Comment to SEC on the Proxy Process

Summary of Study

Bottom Line: The SEC should protect U.S. investors and public companies by increasing transparency and reducing conflicts that are enabled by the extraordinary power of proxy advisory firms. Given the concentrated nature of this influential industry, the Commission should also consider whether other federal agencies have rule-making authority that could be brought to bear, such as the Federal Trade Commission or Department of Justice.

It is adverse to the interests of investors in U.S. public companies to have public companies wasting time and money on meeting demands of proxy advisory firms that achieve no general investor benefit, and in many cases, are contrary to the interest of investors, both in terms of financial impact and in terms of governance.

Proxy advisors waste corporate assets in two ways:

  1. By forcing public companies to spend time, effort and money on "hot topic" governance policies that deliver questionable (at best) benefits to stockholders
  2. In the case of Institutional Shareholder Services by leveraging the transfer of voting power into a revenue-generating private consulting business which has no accountability.

Examples of pointless and harmful governance policies promoted by proxy advisors include: (a) Proxy access, (b) Majority voting, (c) Opposition to Forum Selection Clauses, (d) Prohibition on actions by written consent and other constraints on stockholder rights.

The proxy advisor consulting business model is problematic. It takes the power of the individual stockholder under corporate law and listing rules is first transferred to the asset manager, who then transfers the power to the PAF, who then uses that power to obtain consulting fees related to proxy advisor policies, which may bear no relationship to the interests of the stockholder.
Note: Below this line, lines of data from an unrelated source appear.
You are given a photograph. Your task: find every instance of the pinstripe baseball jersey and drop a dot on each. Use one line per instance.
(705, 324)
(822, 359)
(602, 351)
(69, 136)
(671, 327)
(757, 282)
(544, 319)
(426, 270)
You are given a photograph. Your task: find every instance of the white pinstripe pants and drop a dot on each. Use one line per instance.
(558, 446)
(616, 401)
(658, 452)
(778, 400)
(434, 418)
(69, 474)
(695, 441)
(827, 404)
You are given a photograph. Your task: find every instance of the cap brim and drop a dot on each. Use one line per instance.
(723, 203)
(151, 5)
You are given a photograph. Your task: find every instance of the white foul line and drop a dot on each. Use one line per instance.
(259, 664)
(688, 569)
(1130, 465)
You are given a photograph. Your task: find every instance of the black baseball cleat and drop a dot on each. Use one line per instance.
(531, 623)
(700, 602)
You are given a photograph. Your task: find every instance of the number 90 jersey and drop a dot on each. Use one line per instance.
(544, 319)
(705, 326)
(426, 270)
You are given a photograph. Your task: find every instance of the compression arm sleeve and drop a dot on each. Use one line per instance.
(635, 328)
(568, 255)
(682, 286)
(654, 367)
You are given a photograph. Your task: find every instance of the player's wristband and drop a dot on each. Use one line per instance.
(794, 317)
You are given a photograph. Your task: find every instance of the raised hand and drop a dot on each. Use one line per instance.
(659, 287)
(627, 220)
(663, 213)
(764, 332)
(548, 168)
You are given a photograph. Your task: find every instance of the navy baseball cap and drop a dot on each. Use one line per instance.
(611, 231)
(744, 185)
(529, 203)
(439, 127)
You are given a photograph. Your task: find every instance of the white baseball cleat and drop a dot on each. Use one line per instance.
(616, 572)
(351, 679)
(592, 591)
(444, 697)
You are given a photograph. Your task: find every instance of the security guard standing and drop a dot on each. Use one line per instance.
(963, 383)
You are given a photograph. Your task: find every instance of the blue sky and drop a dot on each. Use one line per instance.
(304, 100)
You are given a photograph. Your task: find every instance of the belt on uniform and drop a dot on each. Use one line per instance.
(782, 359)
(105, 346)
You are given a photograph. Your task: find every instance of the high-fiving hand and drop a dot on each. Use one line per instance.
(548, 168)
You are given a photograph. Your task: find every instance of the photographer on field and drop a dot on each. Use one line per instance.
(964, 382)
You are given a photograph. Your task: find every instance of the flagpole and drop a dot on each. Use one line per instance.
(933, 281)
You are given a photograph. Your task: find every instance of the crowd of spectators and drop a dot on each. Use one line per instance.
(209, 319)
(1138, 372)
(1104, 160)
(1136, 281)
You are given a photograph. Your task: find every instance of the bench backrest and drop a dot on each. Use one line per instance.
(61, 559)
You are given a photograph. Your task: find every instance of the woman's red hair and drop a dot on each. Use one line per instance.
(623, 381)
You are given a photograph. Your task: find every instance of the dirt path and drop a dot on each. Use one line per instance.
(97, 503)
The Commission should consider the following recommendations:

  1. Balanced Disclosure of Proxy Advisor Policies -- Require proxy advisors to publish reports on each existing and proposed voting policy and on each item used to rate public companies (such as those used in ISS's Quality Score).
  2. Require Full Disclosure of Policy Calculations and Weightings -- Proxy advisory firms should be required to fully disclose their policies so that policy outcomes can be independently assessed against given facts.
  3. Require an Opportunity for Feedback on Voting Recommendations -- Several commentators have pointed out the tendency of proxy advisors to make misleading claims or outright errors in voting recommendations. Issuers should have the ability to respond and provide feedback to proxy advisor vote recommendations so that shareholders are properly informed on certain issues prior to voting.
  4. Asset Manager Disclosure -- Asset managers should be required to annually disclose the use of proxy advisors, and their adherence to their recommendations. Asset managers should also publicly confirm their support of the proxy advisor policies, and in doing so, republish the balanced disclosure of their policies.
  5. Eliminate Relative Ranking of Public Companies -- Relative ranking of public companies on governance, environmental disclosure and social policies creates an arms race environment, as public companies are pitted against each other and only one player benefits -- the proxy advisory firms.